Port Dover Composite School was originally given the option of remaining open until September 2013; although it has been officially declared that this school will be closed by January 31, 2013. Students who have not already transferred to Simcoe Composite School had to become permanent students there for the duration of their high school "career." Several small groups of Port Dover Composite School students had taken small tours around the Simcoe Composite School campus on November 29, 2012, in order to start the transition from into a high school outside their own community.

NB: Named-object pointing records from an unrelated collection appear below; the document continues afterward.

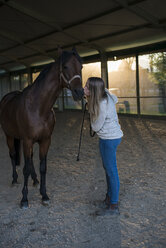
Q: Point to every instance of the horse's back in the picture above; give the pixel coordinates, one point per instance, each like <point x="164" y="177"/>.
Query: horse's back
<point x="8" y="97"/>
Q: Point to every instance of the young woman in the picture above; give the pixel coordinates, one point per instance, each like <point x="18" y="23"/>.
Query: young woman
<point x="104" y="121"/>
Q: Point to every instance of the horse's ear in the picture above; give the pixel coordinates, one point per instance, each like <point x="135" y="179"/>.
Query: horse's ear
<point x="59" y="50"/>
<point x="74" y="50"/>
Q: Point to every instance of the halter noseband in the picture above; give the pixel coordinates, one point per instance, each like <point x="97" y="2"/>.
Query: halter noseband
<point x="65" y="79"/>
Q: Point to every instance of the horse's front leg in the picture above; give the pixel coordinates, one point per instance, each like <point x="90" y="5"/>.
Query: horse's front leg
<point x="12" y="153"/>
<point x="27" y="146"/>
<point x="33" y="173"/>
<point x="43" y="149"/>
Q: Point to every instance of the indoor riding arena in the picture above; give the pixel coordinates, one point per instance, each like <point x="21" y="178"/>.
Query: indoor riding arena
<point x="124" y="43"/>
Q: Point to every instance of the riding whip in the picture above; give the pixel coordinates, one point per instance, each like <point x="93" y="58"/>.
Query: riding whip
<point x="81" y="133"/>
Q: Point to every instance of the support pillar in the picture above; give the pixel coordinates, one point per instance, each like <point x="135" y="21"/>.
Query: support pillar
<point x="30" y="79"/>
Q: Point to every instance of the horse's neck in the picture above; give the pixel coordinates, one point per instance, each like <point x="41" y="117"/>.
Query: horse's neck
<point x="46" y="91"/>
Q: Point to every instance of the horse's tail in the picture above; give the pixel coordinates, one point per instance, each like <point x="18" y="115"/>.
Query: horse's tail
<point x="17" y="145"/>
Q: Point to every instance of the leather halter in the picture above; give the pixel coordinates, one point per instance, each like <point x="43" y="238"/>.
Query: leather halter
<point x="65" y="79"/>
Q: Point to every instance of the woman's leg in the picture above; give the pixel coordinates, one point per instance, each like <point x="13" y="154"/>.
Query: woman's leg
<point x="108" y="152"/>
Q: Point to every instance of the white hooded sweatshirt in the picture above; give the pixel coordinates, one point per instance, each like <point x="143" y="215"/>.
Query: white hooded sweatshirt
<point x="107" y="125"/>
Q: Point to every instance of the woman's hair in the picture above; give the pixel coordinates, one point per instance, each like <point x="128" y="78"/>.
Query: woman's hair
<point x="97" y="93"/>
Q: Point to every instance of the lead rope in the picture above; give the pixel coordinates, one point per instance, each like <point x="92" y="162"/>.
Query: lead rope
<point x="92" y="134"/>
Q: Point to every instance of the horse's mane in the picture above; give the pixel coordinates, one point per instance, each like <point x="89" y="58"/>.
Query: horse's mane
<point x="44" y="72"/>
<point x="65" y="56"/>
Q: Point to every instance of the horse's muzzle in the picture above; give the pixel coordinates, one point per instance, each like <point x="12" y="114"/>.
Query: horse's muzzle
<point x="77" y="94"/>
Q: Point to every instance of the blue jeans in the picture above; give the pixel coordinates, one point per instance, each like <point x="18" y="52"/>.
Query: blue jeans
<point x="108" y="153"/>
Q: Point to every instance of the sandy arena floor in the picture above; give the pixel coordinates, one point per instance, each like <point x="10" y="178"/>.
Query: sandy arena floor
<point x="75" y="187"/>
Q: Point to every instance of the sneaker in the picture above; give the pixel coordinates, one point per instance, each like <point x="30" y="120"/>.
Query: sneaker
<point x="112" y="209"/>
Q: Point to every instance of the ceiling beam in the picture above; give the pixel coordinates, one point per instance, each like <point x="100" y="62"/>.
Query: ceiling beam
<point x="92" y="40"/>
<point x="139" y="11"/>
<point x="11" y="4"/>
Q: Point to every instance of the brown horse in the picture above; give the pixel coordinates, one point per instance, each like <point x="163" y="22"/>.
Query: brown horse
<point x="28" y="116"/>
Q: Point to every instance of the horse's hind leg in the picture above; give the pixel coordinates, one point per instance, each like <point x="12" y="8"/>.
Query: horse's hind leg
<point x="12" y="153"/>
<point x="43" y="149"/>
<point x="33" y="173"/>
<point x="17" y="146"/>
<point x="27" y="145"/>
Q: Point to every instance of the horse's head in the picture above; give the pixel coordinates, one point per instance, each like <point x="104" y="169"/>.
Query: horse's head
<point x="70" y="73"/>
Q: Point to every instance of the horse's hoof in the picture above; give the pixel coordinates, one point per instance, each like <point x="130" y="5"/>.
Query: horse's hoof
<point x="45" y="201"/>
<point x="14" y="182"/>
<point x="24" y="205"/>
<point x="35" y="183"/>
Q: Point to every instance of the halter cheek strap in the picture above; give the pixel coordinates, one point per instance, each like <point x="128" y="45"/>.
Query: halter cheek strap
<point x="69" y="81"/>
<point x="65" y="79"/>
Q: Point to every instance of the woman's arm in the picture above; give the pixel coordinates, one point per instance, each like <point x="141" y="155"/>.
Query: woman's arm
<point x="99" y="122"/>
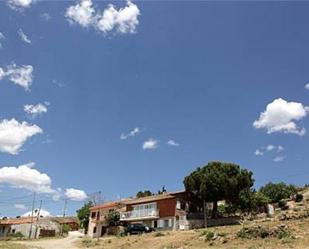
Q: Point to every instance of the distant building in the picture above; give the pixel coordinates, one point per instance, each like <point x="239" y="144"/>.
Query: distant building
<point x="41" y="227"/>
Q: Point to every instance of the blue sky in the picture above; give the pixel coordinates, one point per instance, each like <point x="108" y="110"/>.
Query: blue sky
<point x="197" y="73"/>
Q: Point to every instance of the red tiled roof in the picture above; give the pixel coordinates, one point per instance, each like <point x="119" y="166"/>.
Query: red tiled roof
<point x="106" y="205"/>
<point x="16" y="221"/>
<point x="149" y="198"/>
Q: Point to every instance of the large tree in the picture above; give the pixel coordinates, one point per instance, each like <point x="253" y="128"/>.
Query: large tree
<point x="219" y="181"/>
<point x="83" y="215"/>
<point x="278" y="191"/>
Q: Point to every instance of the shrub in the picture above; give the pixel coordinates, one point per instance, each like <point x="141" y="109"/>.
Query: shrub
<point x="283" y="204"/>
<point x="299" y="197"/>
<point x="159" y="234"/>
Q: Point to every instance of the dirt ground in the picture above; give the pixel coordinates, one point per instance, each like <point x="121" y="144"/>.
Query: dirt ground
<point x="194" y="240"/>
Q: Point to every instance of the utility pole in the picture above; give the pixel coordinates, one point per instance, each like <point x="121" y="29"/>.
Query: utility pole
<point x="33" y="201"/>
<point x="37" y="219"/>
<point x="64" y="213"/>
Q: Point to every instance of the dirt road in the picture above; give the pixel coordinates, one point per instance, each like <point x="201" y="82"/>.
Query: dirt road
<point x="65" y="243"/>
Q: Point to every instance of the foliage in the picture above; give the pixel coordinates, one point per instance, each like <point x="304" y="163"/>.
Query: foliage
<point x="17" y="235"/>
<point x="83" y="215"/>
<point x="219" y="181"/>
<point x="299" y="197"/>
<point x="65" y="228"/>
<point x="278" y="191"/>
<point x="144" y="193"/>
<point x="283" y="204"/>
<point x="112" y="218"/>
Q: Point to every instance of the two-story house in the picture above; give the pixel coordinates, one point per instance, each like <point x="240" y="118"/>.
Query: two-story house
<point x="97" y="224"/>
<point x="167" y="211"/>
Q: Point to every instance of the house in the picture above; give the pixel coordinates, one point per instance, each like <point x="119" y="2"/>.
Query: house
<point x="98" y="225"/>
<point x="166" y="211"/>
<point x="26" y="226"/>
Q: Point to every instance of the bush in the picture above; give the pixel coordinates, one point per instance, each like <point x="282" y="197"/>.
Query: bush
<point x="278" y="191"/>
<point x="283" y="204"/>
<point x="299" y="197"/>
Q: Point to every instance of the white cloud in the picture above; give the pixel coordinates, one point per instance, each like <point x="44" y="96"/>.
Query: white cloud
<point x="23" y="36"/>
<point x="81" y="13"/>
<point x="20" y="4"/>
<point x="2" y="38"/>
<point x="43" y="213"/>
<point x="270" y="147"/>
<point x="26" y="177"/>
<point x="172" y="143"/>
<point x="280" y="148"/>
<point x="14" y="134"/>
<point x="45" y="16"/>
<point x="35" y="110"/>
<point x="130" y="134"/>
<point x="150" y="144"/>
<point x="124" y="20"/>
<point x="21" y="76"/>
<point x="279" y="159"/>
<point x="75" y="194"/>
<point x="259" y="153"/>
<point x="281" y="116"/>
<point x="19" y="206"/>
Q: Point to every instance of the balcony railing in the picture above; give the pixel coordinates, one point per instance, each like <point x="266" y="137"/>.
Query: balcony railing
<point x="139" y="214"/>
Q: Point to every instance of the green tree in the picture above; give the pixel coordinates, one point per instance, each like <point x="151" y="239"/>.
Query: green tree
<point x="83" y="215"/>
<point x="144" y="193"/>
<point x="219" y="181"/>
<point x="112" y="218"/>
<point x="278" y="191"/>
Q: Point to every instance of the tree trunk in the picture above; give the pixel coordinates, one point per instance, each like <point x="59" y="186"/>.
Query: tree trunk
<point x="214" y="209"/>
<point x="205" y="213"/>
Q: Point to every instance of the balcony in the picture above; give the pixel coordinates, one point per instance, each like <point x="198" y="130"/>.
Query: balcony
<point x="139" y="215"/>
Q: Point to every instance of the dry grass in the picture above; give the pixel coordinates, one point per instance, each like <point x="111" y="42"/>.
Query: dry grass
<point x="192" y="239"/>
<point x="11" y="245"/>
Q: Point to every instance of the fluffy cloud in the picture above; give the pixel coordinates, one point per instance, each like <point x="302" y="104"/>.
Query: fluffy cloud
<point x="281" y="116"/>
<point x="26" y="177"/>
<point x="172" y="143"/>
<point x="269" y="148"/>
<point x="20" y="4"/>
<point x="278" y="159"/>
<point x="150" y="144"/>
<point x="23" y="36"/>
<point x="21" y="76"/>
<point x="2" y="37"/>
<point x="19" y="206"/>
<point x="75" y="194"/>
<point x="124" y="20"/>
<point x="130" y="134"/>
<point x="35" y="110"/>
<point x="14" y="134"/>
<point x="81" y="13"/>
<point x="258" y="153"/>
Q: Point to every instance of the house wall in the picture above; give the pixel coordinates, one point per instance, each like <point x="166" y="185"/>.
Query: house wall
<point x="166" y="207"/>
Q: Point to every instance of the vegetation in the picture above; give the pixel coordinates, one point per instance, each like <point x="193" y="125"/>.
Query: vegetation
<point x="219" y="181"/>
<point x="83" y="215"/>
<point x="278" y="191"/>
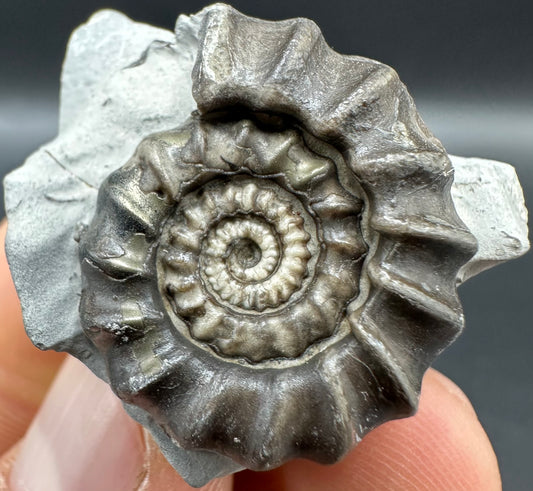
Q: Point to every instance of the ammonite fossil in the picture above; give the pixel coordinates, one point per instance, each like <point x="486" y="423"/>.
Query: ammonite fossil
<point x="270" y="277"/>
<point x="284" y="263"/>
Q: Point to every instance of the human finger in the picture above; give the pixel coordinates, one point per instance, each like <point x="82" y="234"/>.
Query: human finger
<point x="83" y="439"/>
<point x="442" y="447"/>
<point x="25" y="371"/>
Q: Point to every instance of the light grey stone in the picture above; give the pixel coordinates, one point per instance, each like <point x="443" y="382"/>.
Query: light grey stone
<point x="488" y="198"/>
<point x="123" y="81"/>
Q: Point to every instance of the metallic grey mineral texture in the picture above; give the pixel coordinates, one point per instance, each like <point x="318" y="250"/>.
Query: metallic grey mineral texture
<point x="266" y="270"/>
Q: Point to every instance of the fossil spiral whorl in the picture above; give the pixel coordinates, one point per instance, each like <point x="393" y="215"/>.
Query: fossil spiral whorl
<point x="267" y="280"/>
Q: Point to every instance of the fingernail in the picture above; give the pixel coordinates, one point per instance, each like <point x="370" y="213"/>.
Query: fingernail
<point x="81" y="439"/>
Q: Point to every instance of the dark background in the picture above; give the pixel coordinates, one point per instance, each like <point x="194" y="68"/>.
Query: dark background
<point x="469" y="66"/>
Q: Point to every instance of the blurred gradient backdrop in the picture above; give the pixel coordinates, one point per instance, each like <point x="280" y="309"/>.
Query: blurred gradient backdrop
<point x="469" y="66"/>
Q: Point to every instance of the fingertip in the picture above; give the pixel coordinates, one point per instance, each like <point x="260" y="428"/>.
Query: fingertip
<point x="25" y="371"/>
<point x="161" y="476"/>
<point x="442" y="447"/>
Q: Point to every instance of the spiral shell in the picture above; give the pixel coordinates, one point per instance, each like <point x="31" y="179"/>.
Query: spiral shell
<point x="271" y="279"/>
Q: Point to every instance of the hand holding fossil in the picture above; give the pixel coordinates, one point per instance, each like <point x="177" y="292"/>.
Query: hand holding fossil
<point x="443" y="447"/>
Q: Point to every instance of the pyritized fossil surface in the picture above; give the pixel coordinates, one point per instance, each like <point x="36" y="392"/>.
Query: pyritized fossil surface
<point x="268" y="270"/>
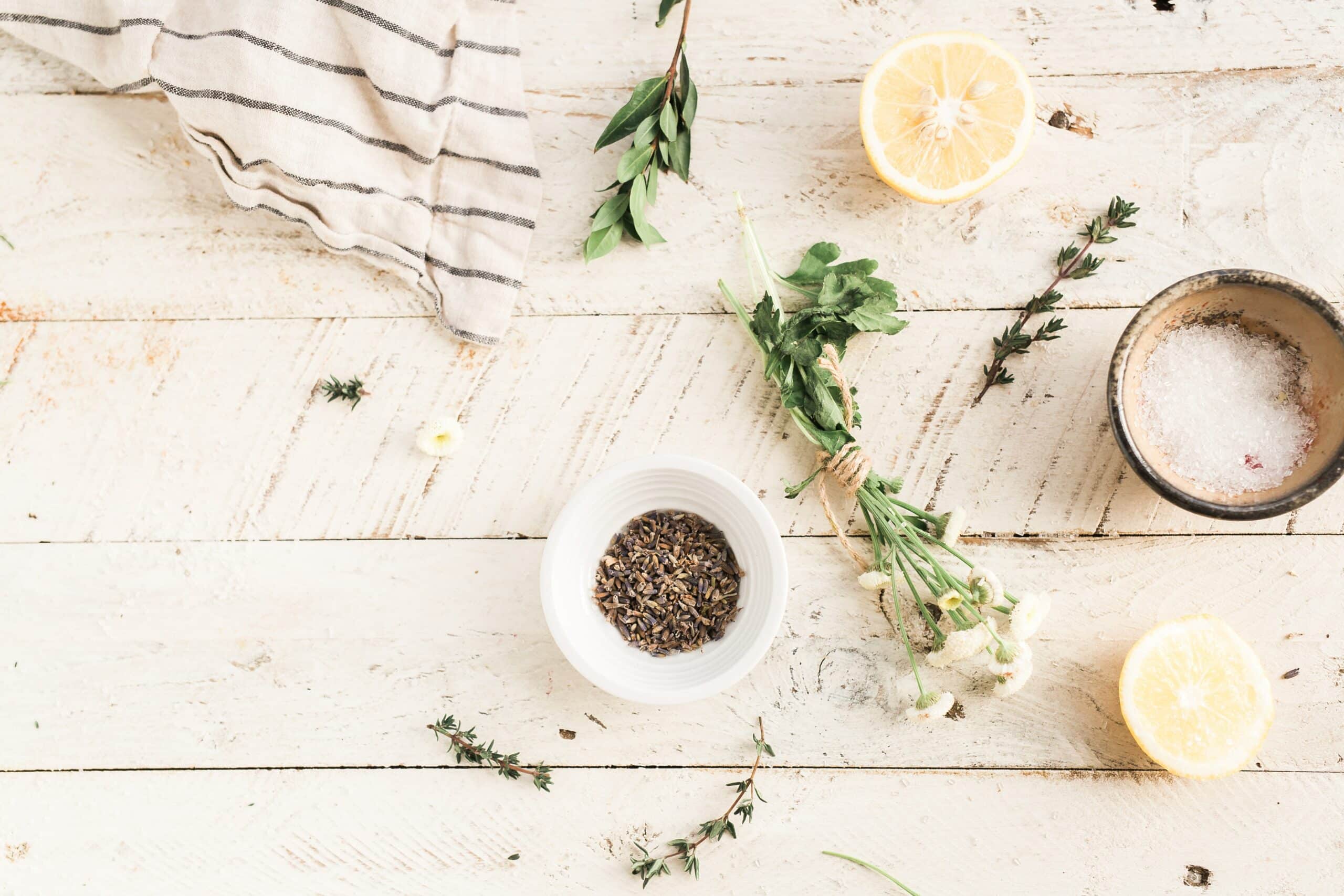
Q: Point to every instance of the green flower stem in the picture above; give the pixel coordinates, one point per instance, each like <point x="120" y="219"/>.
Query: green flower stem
<point x="873" y="868"/>
<point x="924" y="610"/>
<point x="901" y="624"/>
<point x="933" y="539"/>
<point x="918" y="512"/>
<point x="982" y="620"/>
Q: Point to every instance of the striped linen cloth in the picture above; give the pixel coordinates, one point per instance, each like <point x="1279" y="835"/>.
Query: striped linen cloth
<point x="392" y="129"/>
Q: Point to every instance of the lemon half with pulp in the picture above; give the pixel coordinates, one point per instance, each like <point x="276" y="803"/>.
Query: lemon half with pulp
<point x="944" y="114"/>
<point x="1196" y="698"/>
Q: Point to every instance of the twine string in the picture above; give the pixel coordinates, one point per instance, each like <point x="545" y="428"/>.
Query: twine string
<point x="850" y="467"/>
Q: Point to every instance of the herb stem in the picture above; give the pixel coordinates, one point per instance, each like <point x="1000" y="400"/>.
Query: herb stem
<point x="1027" y="311"/>
<point x="742" y="793"/>
<point x="676" y="54"/>
<point x="870" y="867"/>
<point x="478" y="755"/>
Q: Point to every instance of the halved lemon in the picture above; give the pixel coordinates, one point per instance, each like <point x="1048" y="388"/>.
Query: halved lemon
<point x="1195" y="698"/>
<point x="944" y="114"/>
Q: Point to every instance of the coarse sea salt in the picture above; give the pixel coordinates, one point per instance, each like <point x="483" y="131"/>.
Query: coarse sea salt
<point x="1225" y="406"/>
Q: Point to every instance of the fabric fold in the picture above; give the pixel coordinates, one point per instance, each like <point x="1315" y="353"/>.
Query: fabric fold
<point x="397" y="135"/>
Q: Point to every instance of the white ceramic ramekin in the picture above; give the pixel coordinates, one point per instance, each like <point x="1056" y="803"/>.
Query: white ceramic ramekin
<point x="581" y="535"/>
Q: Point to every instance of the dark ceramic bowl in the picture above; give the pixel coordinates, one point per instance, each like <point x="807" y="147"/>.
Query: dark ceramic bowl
<point x="1261" y="303"/>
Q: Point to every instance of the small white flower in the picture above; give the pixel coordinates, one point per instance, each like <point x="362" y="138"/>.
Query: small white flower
<point x="930" y="705"/>
<point x="960" y="645"/>
<point x="1010" y="659"/>
<point x="1027" y="616"/>
<point x="1009" y="686"/>
<point x="441" y="438"/>
<point x="951" y="525"/>
<point x="985" y="586"/>
<point x="874" y="581"/>
<point x="949" y="601"/>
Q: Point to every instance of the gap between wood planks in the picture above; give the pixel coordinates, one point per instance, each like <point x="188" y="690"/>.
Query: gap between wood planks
<point x="1064" y="772"/>
<point x="1037" y="537"/>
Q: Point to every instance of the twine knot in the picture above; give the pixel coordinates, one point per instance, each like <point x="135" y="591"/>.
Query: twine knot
<point x="850" y="467"/>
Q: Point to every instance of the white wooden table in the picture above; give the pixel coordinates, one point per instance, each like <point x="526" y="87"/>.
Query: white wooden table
<point x="227" y="608"/>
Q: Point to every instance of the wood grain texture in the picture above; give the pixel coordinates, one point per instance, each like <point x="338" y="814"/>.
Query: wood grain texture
<point x="581" y="45"/>
<point x="433" y="832"/>
<point x="339" y="653"/>
<point x="114" y="190"/>
<point x="111" y="431"/>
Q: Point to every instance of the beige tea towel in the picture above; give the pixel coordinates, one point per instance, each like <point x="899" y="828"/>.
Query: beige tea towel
<point x="392" y="129"/>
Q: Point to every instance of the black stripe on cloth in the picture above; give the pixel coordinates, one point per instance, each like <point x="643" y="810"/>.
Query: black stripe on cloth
<point x="356" y="248"/>
<point x="19" y="18"/>
<point x="414" y="38"/>
<point x="224" y="96"/>
<point x="133" y="85"/>
<point x="503" y="166"/>
<point x="469" y="212"/>
<point x="272" y="46"/>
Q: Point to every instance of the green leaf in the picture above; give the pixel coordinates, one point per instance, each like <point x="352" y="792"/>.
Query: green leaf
<point x="690" y="96"/>
<point x="644" y="133"/>
<point x="667" y="121"/>
<point x="643" y="229"/>
<point x="664" y="8"/>
<point x="875" y="316"/>
<point x="611" y="212"/>
<point x="817" y="263"/>
<point x="642" y="104"/>
<point x="632" y="163"/>
<point x="600" y="242"/>
<point x="680" y="160"/>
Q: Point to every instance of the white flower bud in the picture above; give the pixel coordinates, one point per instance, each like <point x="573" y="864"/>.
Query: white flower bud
<point x="1010" y="657"/>
<point x="949" y="601"/>
<point x="930" y="705"/>
<point x="441" y="438"/>
<point x="951" y="525"/>
<point x="985" y="587"/>
<point x="1027" y="616"/>
<point x="874" y="581"/>
<point x="960" y="645"/>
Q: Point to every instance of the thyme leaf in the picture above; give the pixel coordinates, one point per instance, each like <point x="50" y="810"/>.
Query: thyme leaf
<point x="685" y="851"/>
<point x="466" y="747"/>
<point x="1072" y="262"/>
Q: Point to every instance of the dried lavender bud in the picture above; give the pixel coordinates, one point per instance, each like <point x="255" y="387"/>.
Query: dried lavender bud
<point x="668" y="582"/>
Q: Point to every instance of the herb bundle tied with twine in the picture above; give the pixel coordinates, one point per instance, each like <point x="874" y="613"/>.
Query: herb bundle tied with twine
<point x="803" y="355"/>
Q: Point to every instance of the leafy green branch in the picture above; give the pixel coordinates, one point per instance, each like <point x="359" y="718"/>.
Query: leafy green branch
<point x="466" y="749"/>
<point x="659" y="114"/>
<point x="648" y="867"/>
<point x="1073" y="262"/>
<point x="350" y="392"/>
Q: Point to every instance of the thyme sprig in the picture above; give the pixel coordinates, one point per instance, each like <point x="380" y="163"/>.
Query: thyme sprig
<point x="464" y="746"/>
<point x="870" y="867"/>
<point x="351" y="392"/>
<point x="648" y="866"/>
<point x="659" y="114"/>
<point x="1073" y="262"/>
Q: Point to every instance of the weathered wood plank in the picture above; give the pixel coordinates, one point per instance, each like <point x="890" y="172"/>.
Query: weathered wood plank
<point x="113" y="190"/>
<point x="581" y="45"/>
<point x="428" y="832"/>
<point x="339" y="653"/>
<point x="109" y="430"/>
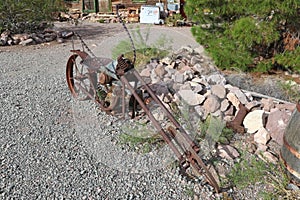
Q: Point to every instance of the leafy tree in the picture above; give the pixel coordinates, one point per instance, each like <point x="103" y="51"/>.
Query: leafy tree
<point x="20" y="16"/>
<point x="247" y="34"/>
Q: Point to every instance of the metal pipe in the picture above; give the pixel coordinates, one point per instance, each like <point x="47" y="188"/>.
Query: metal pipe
<point x="152" y="118"/>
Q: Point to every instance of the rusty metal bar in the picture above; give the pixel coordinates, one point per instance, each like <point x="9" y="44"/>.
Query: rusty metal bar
<point x="152" y="118"/>
<point x="166" y="111"/>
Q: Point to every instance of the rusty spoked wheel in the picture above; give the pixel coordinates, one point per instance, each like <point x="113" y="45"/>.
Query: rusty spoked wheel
<point x="80" y="80"/>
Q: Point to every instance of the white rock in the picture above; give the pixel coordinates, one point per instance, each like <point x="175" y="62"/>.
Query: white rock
<point x="219" y="91"/>
<point x="254" y="121"/>
<point x="233" y="99"/>
<point x="191" y="97"/>
<point x="262" y="136"/>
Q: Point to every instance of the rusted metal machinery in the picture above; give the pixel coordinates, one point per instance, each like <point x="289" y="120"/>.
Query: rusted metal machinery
<point x="118" y="89"/>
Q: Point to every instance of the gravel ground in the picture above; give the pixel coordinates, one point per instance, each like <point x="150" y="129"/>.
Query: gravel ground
<point x="48" y="151"/>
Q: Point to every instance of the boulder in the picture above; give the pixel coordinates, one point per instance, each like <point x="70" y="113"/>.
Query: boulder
<point x="276" y="124"/>
<point x="254" y="120"/>
<point x="212" y="104"/>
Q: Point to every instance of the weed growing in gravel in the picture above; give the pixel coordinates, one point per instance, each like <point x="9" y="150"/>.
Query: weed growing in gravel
<point x="145" y="51"/>
<point x="140" y="139"/>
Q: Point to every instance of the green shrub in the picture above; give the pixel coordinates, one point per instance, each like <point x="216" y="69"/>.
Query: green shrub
<point x="236" y="33"/>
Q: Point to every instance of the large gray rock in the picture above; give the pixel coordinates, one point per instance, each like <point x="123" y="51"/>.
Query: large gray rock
<point x="276" y="124"/>
<point x="190" y="97"/>
<point x="254" y="121"/>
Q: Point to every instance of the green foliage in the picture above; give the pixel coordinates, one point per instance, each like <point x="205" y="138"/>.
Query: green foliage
<point x="145" y="51"/>
<point x="237" y="32"/>
<point x="289" y="59"/>
<point x="26" y="15"/>
<point x="174" y="20"/>
<point x="292" y="90"/>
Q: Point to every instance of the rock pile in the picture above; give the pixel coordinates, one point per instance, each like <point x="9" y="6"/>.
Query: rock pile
<point x="190" y="76"/>
<point x="48" y="35"/>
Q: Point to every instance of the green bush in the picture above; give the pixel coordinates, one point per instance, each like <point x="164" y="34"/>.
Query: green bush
<point x="242" y="34"/>
<point x="19" y="16"/>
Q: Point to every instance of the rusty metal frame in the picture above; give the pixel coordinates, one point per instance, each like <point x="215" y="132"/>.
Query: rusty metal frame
<point x="185" y="149"/>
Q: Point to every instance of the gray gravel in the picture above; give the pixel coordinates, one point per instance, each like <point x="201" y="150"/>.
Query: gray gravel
<point x="47" y="151"/>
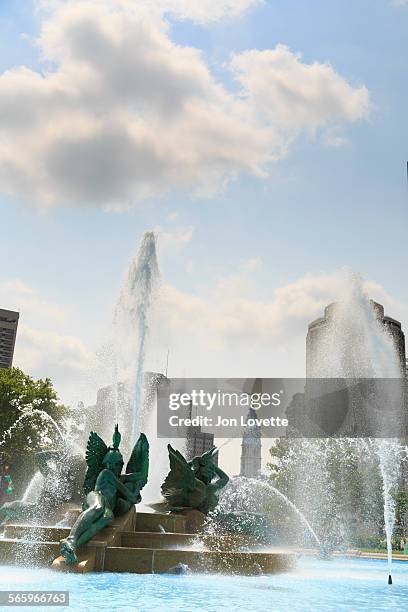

Had the traditional Norfolk County high school boundaries been strictly enforced as it been in the past, the students would have filled 78% of the school's total capacity. The worst possible outcome for PDCS coming into the 2012–13 school year was to have classes until the end of January 2013 with each class having less than six students attending, before closing the high school permanently. This has already been achieved despite adding wi-fi Internet access and Smart Boards in an attempt to lure more teenagers into attending PDCS. Most of the students who have attended Port Dover Composite School in the previous (2011–12) school year have left in a sudden "exodus" to attend Simcoe Composite School in the search of better school programs. Only 14 teachers have remained at the high school as of the beginning of the 2012–13 school year.

In addition, almost all athletic teams have been eliminated in favor of a strictly academic approach to schooling. Traditional favorites like high school football and basketball have been scrapped; with a bye given to opponents who were supposed to play against PDCS this year due to a lack of manpower needed to operate a football or girls' basketball team. Some of the less demanding sports like volleyball (for grades 11 and 12) had been given the authorization to compete by the school's athletics department; with 25% of the students on the team. Absenteeism was virtually non-existent in the final year of school operations.

Due to a declining youth population in the Port Dover area, the school was officially closed on January 31, 2013. Compared to 2001, there are 1800 fewer children and young people living in the vicinity of Port Dover Public School. Academic programs in Valley Heights Secondary School and Delhi District Secondary School have been beefed up; hoping to attract former PDCS students to those schools.

===Port Ryerse School===
Port Ryerse School is a defunct elementary school that was located in Port Ryerse. The school operated from the year 1830 until the 1950s when it was finally closed by the Norfolk Board of Education due to funding issues. Both Caucasian and African-Canadian students were photographed attending the school in the year 1898.

===Simcoe Lions School===
The Simcoe Lions School was operated as a special elementary school for the mentally challenged by the Simcoe Lions Club from 1957 until the 1970s.

===South Public School===
South Public School is also a defunct elementary school in Simcoe, Ontario, Canada.

===St. Williams Public School===
St. Williams Public School is a defunct elementary school that was located in St. Williams, Ontario, Canada. It was closed due to funding cutbacks and declining enrolment in the year 2001 after participating in the Ice Cube project.